As it is commonly known, Husserl’s phenomenology demanded at its first breakthrough a total refutation of all uncertified knowledge, theory or meaning inherited from the past. However, the development of phenomenological inquiry gradually resulted in a more ambiguous attitude towards history and tradition. On the one hand, history and tradition are necessary but still unfortunate distortions, which hinder phenomenological research in its strive for original self-givenness; on the other hand, they become themselves universal phenomena that must be explored as such.
As recent publications of late Husserlian manuscripts have revealed, Husserl himself became more and more aware of these topics in his last decade, as he was finally inclined to interpret the Life-world itself in its full concreteness as a “generative tradition”. Tradition in this sense pertains to all meaning sprung from earlier acquisition. Therefore, the concept obviously exceeds its ordinary meaning, exclusively related to inter-subjective historical inheritance, by gaining a fundamental importance for all areas of phenomenological analysis, as they all have the characteristic of “traditionalizing”. Thus, there is “tradition” at work in all action or bodily movement, in every instance of a given situation and in any relation to another thing or being.
Understood in this broad sense, the term does not address only the genetic fact of sedimentation, but also a specific, “habitual” quality that things allow to see through themselves, as bearers of a past.

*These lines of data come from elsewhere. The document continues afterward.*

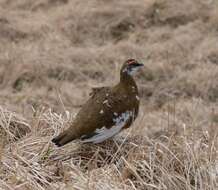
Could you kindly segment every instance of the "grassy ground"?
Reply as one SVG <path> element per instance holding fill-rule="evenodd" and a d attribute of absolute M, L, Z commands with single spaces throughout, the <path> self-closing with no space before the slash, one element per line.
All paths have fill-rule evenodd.
<path fill-rule="evenodd" d="M 0 0 L 0 189 L 218 189 L 216 0 Z M 145 63 L 131 129 L 50 140 Z"/>

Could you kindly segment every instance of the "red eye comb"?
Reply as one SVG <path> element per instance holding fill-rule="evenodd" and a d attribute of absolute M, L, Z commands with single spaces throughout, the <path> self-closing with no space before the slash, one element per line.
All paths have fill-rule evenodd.
<path fill-rule="evenodd" d="M 136 61 L 135 59 L 128 59 L 128 60 L 126 61 L 126 63 L 127 63 L 128 65 L 131 65 L 131 64 L 133 64 L 133 63 L 137 63 L 137 61 Z"/>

Hence, the theme marks an intersection of various problematic strata in Husserlian phenomenology, starting from the correlation of genetic and static phenomenology, following through different aspects of phenomenological methodology, and up to several ground-themes of phenomenological research, such as historicity, memory, language, bodily existence, inter-subjectivity, life-world and others.
The same twofold relation to tradition – of growing thematic interest, on the one hand, and utter criticism, on the other – shows in the post-Husserlian phenomenology as well. Heidegger, for instance, is from his early beginnings convinced that history should be the true guideline for phenomenological research, while at the same time pleading for a systematic destruction of the philosophical tradition. A similarly ambiguous position defines his later project of transcending metaphysics, and certainly other examples can be found as well.
The aim of our 2011 issue is therefore to explore the two fundamental poles that define the phenomenological approach of tradition: the task of understanding the problem of tradition thematically, on one hand, and the necessity of confronting it methodically as a residual distortion, on the other hand.